Giorni fa c’è stata una segnalazione da parte del Coordinamento migranti di Bologna – pubblicata sulla loro pagina facebook – nella quale si legge come nel centro di via Mattei «viviamo in più di 200 e dormiamo in camerate che ospitano 5 o più persone con letti vicini, uno sopra l’altro. Molte di queste stanze non hanno le finestre per cambiare l’aria. Anche la sicurezza sanitaria di donne e uomini migranti è importante e il coronavirus non discrimina tra bianchi e neri. Perché Prefettura, Questura, Regione e Comune non considerano l’affollamento dei centri di accoglienza un rischio per il contagio che mette in pericolo la nostra salute e quella di tutti?».

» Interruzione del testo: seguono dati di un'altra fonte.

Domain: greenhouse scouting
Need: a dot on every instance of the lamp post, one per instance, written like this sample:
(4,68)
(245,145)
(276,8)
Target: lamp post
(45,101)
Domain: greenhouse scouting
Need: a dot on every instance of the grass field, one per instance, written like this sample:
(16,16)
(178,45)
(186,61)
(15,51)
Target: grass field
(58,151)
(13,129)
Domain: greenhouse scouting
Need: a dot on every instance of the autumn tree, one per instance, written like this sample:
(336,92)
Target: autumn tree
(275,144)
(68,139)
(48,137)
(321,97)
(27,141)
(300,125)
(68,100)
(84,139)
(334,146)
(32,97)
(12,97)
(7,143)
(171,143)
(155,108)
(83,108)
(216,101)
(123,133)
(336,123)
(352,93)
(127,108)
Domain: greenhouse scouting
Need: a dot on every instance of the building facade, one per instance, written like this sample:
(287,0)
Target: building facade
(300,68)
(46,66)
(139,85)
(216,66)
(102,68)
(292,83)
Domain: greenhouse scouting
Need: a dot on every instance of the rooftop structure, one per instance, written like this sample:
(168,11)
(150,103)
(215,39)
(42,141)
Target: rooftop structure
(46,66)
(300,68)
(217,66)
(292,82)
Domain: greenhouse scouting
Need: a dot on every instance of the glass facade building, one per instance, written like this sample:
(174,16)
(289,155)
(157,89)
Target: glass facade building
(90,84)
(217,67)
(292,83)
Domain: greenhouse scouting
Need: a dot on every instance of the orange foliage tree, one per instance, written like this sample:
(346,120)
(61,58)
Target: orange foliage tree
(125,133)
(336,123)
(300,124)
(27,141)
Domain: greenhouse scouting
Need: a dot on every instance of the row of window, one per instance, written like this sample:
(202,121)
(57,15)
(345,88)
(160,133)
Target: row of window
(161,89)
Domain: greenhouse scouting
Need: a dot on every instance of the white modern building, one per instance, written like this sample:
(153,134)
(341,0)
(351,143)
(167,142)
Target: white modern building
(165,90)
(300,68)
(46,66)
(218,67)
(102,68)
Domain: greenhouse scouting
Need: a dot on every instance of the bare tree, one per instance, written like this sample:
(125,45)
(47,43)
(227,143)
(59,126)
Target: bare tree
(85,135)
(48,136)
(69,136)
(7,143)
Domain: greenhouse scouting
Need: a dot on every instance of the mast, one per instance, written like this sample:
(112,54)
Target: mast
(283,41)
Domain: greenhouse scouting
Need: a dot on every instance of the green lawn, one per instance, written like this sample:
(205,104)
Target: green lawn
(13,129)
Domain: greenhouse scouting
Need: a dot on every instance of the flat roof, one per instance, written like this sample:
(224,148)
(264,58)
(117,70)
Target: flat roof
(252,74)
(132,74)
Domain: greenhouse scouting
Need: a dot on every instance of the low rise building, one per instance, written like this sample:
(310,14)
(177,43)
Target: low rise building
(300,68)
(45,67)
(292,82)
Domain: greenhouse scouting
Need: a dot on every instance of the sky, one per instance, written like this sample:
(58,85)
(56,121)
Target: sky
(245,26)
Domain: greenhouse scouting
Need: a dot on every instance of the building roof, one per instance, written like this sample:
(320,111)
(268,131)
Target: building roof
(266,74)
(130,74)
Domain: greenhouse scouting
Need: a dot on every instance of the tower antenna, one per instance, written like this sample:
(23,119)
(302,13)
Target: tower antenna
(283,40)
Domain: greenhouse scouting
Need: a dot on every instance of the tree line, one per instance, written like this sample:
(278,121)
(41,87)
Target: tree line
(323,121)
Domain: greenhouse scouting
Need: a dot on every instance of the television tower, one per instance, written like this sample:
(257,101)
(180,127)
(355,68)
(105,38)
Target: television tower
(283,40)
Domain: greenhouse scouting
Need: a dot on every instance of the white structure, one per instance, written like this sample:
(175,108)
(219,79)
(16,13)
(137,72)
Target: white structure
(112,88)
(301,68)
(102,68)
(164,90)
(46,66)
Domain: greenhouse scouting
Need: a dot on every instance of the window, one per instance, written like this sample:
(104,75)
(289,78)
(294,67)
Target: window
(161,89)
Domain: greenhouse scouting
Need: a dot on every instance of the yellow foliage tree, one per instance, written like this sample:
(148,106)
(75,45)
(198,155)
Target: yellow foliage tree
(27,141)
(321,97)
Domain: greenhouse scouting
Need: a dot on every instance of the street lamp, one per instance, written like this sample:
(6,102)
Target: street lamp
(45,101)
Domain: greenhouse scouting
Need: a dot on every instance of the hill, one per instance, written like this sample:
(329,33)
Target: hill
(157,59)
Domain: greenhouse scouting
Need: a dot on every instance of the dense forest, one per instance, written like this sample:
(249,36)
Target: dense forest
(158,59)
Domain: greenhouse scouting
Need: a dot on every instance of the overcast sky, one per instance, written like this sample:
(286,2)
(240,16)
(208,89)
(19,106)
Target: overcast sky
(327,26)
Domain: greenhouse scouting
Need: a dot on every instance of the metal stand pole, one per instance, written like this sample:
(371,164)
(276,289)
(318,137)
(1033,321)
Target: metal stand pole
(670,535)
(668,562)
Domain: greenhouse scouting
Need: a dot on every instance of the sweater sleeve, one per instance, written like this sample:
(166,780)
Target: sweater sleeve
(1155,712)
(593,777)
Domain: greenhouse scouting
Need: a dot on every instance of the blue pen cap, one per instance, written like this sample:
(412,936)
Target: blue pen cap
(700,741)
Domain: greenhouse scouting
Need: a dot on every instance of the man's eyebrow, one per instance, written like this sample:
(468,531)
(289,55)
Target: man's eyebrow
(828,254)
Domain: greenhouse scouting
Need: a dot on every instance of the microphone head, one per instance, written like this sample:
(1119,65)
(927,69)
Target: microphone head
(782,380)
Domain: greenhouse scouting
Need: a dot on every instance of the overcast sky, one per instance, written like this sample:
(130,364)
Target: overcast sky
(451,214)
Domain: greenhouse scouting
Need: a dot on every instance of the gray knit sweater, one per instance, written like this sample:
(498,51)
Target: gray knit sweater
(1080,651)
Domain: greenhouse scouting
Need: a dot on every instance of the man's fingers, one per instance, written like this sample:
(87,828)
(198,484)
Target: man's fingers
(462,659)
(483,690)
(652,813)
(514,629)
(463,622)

Domande che ancora non trovano risposte da parte delle istituzioni, se non quella denunciata nelle ultime ora da Alterego. L’associazione, dopo aver ricordato come tra le disposizioni atte a fronteggiare l’emergenza coronavirus ci sia quella che prevede un’ammenda in caso di ingiustificato allontanamento dal proprio luogo di residenza o dimora, fa sapere che «numerose segnalazioni ci sono giunte da parte di migranti, a vario titolo presenti nel nostro Paese, che già si sono visti notificare dalla polizia giudiziaria, a seguito di controlli, la violazione di tale prescrizione». Una realtà che sembra assumere contorni persecutori. Contro la quale in tanti, per fortuna, continuano a battersi.